The Over-Educated Arabs Enjoy Yasmine Hamdan's Music @yashamdan



Yasmine Hamdan became known with Soapkills, the Arab indie band she founded in Beirut with fellow musician Zeid Hamdan in the nineties. Soapkills’ music quickly became the soundtrack to a vibrant, young arts scene which developed in postwar Lebanon, and the band gradually acquired an emblematic status. To this day, Yasmine is considered Yasmine Hamdan lived in the Gulf countries and in Greece. She is considered as an underground icon throughout the Arab world. The amazing thing about Yasmine is she got to live and make music in two cities that Arabs like to lump together. Paris and Beirut--the Arab Paris.


After moving to Paris, Yasmine wrote and recorded the "Arabology" album with musician/producer Mirwais (of Madonna fame), under the Y.A.S. moniker, and also collaborated with CocoRosie for a while.

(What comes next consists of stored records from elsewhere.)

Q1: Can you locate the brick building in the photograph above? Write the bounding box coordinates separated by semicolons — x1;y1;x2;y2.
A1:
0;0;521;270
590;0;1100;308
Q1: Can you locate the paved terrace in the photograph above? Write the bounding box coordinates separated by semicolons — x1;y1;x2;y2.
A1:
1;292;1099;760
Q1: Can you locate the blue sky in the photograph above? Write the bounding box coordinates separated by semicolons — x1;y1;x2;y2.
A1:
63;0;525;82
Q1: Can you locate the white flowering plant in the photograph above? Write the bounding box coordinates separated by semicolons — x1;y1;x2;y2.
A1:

Yasmine Hamdan then joined forces with Marc Collin (Nouvelle Vague) to write and produce her first solo album (for Kwaidan Records), which is coming out internationally (in a revised version with five new tracks) in 2013 on Crammed Discs, under the title Ya Nass.

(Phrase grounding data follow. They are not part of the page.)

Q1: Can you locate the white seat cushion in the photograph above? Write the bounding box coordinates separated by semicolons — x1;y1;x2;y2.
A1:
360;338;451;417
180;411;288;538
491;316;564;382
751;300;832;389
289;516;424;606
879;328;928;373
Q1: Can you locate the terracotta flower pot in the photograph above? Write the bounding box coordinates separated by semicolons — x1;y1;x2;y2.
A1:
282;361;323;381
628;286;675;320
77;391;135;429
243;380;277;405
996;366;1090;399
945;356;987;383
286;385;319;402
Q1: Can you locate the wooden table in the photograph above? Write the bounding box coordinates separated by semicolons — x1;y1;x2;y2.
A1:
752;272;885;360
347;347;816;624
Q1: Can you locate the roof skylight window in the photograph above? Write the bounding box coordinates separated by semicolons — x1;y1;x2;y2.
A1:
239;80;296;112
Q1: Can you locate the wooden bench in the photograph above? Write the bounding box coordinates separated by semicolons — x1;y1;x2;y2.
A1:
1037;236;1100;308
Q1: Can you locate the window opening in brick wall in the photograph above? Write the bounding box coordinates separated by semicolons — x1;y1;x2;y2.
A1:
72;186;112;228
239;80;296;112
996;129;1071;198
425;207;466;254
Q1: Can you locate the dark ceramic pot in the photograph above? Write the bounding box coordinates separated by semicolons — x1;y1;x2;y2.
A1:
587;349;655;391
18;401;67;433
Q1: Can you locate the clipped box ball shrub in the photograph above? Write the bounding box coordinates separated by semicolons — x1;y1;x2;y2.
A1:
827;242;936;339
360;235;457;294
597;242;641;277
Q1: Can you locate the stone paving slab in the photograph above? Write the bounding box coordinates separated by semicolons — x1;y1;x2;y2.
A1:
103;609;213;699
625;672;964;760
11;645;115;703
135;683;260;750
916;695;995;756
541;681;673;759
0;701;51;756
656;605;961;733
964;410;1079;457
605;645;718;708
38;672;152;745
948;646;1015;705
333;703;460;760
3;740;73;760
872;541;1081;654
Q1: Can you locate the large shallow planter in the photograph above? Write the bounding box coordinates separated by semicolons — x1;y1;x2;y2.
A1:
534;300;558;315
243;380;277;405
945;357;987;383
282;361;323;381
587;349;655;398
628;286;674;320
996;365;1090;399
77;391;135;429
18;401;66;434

I enjoyed her music, but I must say, you have to be curious to appreciate it. It's not easy, and everything has a story behind it like the song about the different way folks pronounce tomatoes. In Lebanon there was a time when on some checkpoints, they would stop a car and ask the passengers to pronounce it as a way to know what their ethnicity is. As for the artist, when she speaks to my ears, she is Lebanese when she sings she is a citizen of the world.